UNASSIGNED: We conducted this study at a tertiary referral stroke center, enrolling acute AF-stroke patients who received apixaban during the acute phase. Infarct size was categorized as small, medium, or large based on diffusion-weighted imaging. Patients were divided into two groups: standard initiation (apixaban initiation based on guidelines, i.e., small: 4 days, medium: 7 days, large: 14 days after stroke) and early initiation (initiation before guideline recommendations) groups. We compared favorable outcomes (modified Rankin scale score ≤ 2) at 3 months post-stroke, stroke progression, early recurrence, and symptomatic hemorrhagic transformation (sHT) between the groups.

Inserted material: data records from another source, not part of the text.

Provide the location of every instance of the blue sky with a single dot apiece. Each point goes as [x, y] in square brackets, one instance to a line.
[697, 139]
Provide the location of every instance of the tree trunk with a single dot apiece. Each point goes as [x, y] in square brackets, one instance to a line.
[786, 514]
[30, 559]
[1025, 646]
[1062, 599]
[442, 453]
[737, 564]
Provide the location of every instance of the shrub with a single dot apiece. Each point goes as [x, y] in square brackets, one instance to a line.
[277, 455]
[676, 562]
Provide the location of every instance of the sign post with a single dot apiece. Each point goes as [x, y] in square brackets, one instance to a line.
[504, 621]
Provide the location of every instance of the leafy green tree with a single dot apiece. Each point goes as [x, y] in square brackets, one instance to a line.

UNASSIGNED: Out of 299 AF-stroke patients, 170 (56.9%) were in the early initiation group. A favorable outcome was observed in 105 (61.8%) patients in the early initiation group and 62 (48.1%) patients in the standard initiation group (p = 0.019). Stroke progression or early recurrence occurred less frequently in the early initiation group (4.7% versus 13.2%, p = 0.007). Nevertheless, no difference in sHT was noted between the groups. Early initiation of apixaban was independently associated with favorable outcomes (odds ratio: 2.75, 95% confidence interval: 1.44-5.28, p = 0.002).
UNASSIGNED: Our findings suggest that early initiation of apixaban, tailored to infarct size, could serve as a viable strategy to enhance functional outcomes. This approach may potentially decrease stroke progression and early recurrence without elevating the risk of sHT.
摘要:
■心房颤动相关性卒中(AF-卒中)与不良预后相关,以进展发生率高为特征,复发,和出血性转化。我们的研究旨在探讨阿哌沙班分层早期给药的潜在益处,考虑到急性期的梗死面积,以增强功能成果。
■我们在三级转诊卒中中心进行了这项研究,招募急性期接受阿哌沙班治疗的急性房颤卒中患者。梗死面积被归类为小,中等,或基于扩散加权成像的大。患者分为两组:标准起始(根据指南,即,小:4天,中号:7天,大:卒中后14天)和早期开始(在指南建议之前开始)组。我们比较了卒中后3个月的有利结局(改良Rankin量表评分≤2),中风进展,早期复发,两组之间有症状的出血性转化(sHT)。
■在299名房颤卒中患者中,早期启动组170例(56.9%)。早期启动组105例(61.8%)患者和标准启动组62例(48.1%)患者观察到良好的预后(p=0.019)。早期启动组的卒中进展或早期复发发生率较低(4.7%对13.2%,p=0.007)。然而,两组间sHT无差异.阿哌沙班的早期开始与有利的结果独立相关(比值比:2.75,95%置信区间:1.44-5.28,p=0.002)。
■我们的研究结果表明,阿哌沙班的早期开始,根据梗死面积量身定做,可以作为增强功能成果的可行策略。这种方法可能会减少卒中进展和早期复发,而不会增加sHT的风险。
■我们在三级转诊卒中中心进行了这项研究,招募急性期接受阿哌沙班治疗的急性房颤卒中患者。梗死面积被归类为小,中等,或基于扩散加权成像的大。患者分为两组:标准起始(根据指南,即,小:4天,中号:7天,大:卒中后14天)和早期开始(在指南建议之前开始)组。我们比较了卒中后3个月的有利结局(改良Rankin量表评分≤2),中风进展,早期复发,两组之间有症状的出血性转化(sHT)。
■在299名房颤卒中患者中,早期启动组170例(56.9%)。早期启动组105例(61.8%)患者和标准启动组62例(48.1%)患者观察到良好的预后(p=0.019)。早期启动组的卒中进展或早期复发发生率较低(4.7%对13.2%,p=0.007)。然而,两组间sHT无差异.阿哌沙班的早期开始与有利的结果独立相关(比值比:2.75,95%置信区间:1.44-5.28,p=0.002)。
■我们的研究结果表明,阿哌沙班的早期开始,根据梗死面积量身定做,可以作为增强功能成果的可行策略。这种方法可能会减少卒中进展和早期复发,而不会增加sHT的风险。